Ford’s claims will have to play out on roads, across Canada, in the coming years but from what I’ve seen in Texas, I’d say “Giddy Up!”
by Howard J Elmer
San Antonio, Texas.
In 1948 Ford redesigned its pickup truck and introduced the F1.
Marketing at the time ran ads shouting about the “Million-dollar cab” emphasizing how much money Ford had spent to redesign just the cab of the new half-ton. That first F-series truck was indeed all new – and so is its great-great-great-great grandson the 2015 F-150.
After several generations of rounder, then squarer front ends the 2015 draws inspiration from the ’48. The horse-collar grille is brought back with a much more angular hood; in fact, you’ll see many more lines in the metal thanks to the all-aluminum body. These are design elements, but are also needed for strength. On each side of the grille are distinctive new C-clamp headlamps while above the windshield a cut-in shades the windshield. This truck is also 2.5 centimetres lower than the old one, perhaps signalling the end of the overactive thyroid problem most trucks have been experiencing for the past 20 years. Around the back, the looks encompass a laundry list of new features like a powered tailgate, second-gen pullout step that moves the grab-bar inside the gate, in-bed lighting, new removable tie down system and even built-in cargo ramps.
Luxury is becoming a key selling feature of the F-series. There are nine trim levels available now and this year, the popular FX4 off-road version becomes a package that can be added to any of the trims. Cradling that luxury is a new cab that’s two-inches wider and has rear seats that get more legroom. Storage bins have been added and with the 40/20/40 seats carry six adults comfortably. On SuperCab, the rear suicide doors now open flat along the box to 170 degrees, no more getting trapped at the mall. But the big update is all about electronics. A new instrument cluster is larger and all the gauges are video projected. Because of this you can configure the cluster however you want – add info or subtract it’s up to you. The centre console screen is eight-inches wide and displays the views offered by the new 360-degree camera. Four cameras around the truck stitch together a birds-eye view displayed on the screen. Toggle through other screens for expanded views in front, behind and to the sides. Great for parking, not to mention hooking up trailers. For your gadgets Ford offers 12V plug-ins but also 110V power. A new inverter pumps out 400 watts of power (plugs in the front and back). New and improved driver assist features include BLIS (Blind Spot Information System) that also sees cross-traffic; Adaptive cruise control; Lane-Keeping system; Active park assist; rear view camera; reverse sensing system; auto high beams and rain sensing wipers.

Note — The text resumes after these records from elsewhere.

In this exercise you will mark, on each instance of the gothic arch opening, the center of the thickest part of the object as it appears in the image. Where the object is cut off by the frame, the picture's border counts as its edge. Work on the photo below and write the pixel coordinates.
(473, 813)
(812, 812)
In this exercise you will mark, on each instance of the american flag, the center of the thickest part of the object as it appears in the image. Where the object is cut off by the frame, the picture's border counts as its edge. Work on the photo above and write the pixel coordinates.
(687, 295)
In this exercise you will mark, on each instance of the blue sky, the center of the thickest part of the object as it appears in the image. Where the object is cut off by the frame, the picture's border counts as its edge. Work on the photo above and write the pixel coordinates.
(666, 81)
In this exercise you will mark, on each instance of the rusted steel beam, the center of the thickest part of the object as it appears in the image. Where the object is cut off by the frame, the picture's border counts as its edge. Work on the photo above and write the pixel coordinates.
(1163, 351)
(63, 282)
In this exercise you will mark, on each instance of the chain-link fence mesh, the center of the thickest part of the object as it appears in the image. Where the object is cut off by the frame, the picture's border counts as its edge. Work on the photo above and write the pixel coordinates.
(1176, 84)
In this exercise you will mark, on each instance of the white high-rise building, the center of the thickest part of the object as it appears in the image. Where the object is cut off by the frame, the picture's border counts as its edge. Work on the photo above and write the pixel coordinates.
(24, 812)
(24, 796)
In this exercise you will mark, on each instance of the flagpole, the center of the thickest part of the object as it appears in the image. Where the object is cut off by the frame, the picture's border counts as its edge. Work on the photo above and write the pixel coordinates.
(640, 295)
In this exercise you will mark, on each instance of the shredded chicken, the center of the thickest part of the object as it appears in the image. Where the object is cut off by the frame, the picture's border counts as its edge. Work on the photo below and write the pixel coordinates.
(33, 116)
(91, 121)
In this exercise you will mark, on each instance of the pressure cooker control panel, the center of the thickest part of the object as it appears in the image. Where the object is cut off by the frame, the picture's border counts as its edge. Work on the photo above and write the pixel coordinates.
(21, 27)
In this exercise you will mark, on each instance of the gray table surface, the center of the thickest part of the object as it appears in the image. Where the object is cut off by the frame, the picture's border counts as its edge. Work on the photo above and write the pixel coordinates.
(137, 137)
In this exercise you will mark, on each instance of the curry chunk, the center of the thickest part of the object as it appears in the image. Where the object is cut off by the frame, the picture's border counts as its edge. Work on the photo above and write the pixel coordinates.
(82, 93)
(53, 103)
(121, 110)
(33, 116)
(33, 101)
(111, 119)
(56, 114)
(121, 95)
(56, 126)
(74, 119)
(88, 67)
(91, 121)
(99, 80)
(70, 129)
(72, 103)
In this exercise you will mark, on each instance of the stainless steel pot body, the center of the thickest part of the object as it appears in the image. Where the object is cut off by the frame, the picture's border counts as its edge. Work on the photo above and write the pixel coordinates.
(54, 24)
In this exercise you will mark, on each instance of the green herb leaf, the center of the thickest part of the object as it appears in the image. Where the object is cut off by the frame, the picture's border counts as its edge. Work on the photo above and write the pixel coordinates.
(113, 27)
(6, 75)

What you can’t see is the 317 kgs that the ‘15 F-series has lost, thanks to that aluminum body and the increased use of high-strength steel in the frame – but, you can certainly feel it while driving. The truck is nimbler, has less wash in the corners and simply handles better. The cab is virtually silent and for comfort, the HVAC is split side-to-side, front and rear. The hood and side windows have dropped in profile for better visibility, while the size, colours and quality of the computer generated gauges and controls simplifies operation while driving. I towed with the new truck and its manners are good if not improved. In part, this is assisted by the long list of towing features like trailer sway control; tow/haul mode; Dynamic Hitch Assist, SelectShift transmission and better tow mirrors. Off-road an electronic manual rear differential locker has been added. This truck churns mud better than ever.
Payload is up (to 900 kgs) and so is towing (approx. 5.5 tonnes) yet overall body weight is down by 317 kgs. Ford offers four engines and even the smallest 2.7L EcoBoost will still tow up to 3.8 tonnes. The cab is quieter, yet larger. The floor is flat yet has more storage compartments. The dash is less cluttered yet offers more information. Do you sense a theme here? Consider that the design phase of this truck took four years and the testing was the most intense ever.
The result? A list of improvements a hockey rink long – that’s a fact. Now, how will they all work together?
Well Ford’s claims will have to play out on roads, across Canada, in the coming years. But from what I’ve seen in Texas, I’d say, “Giddy Up!”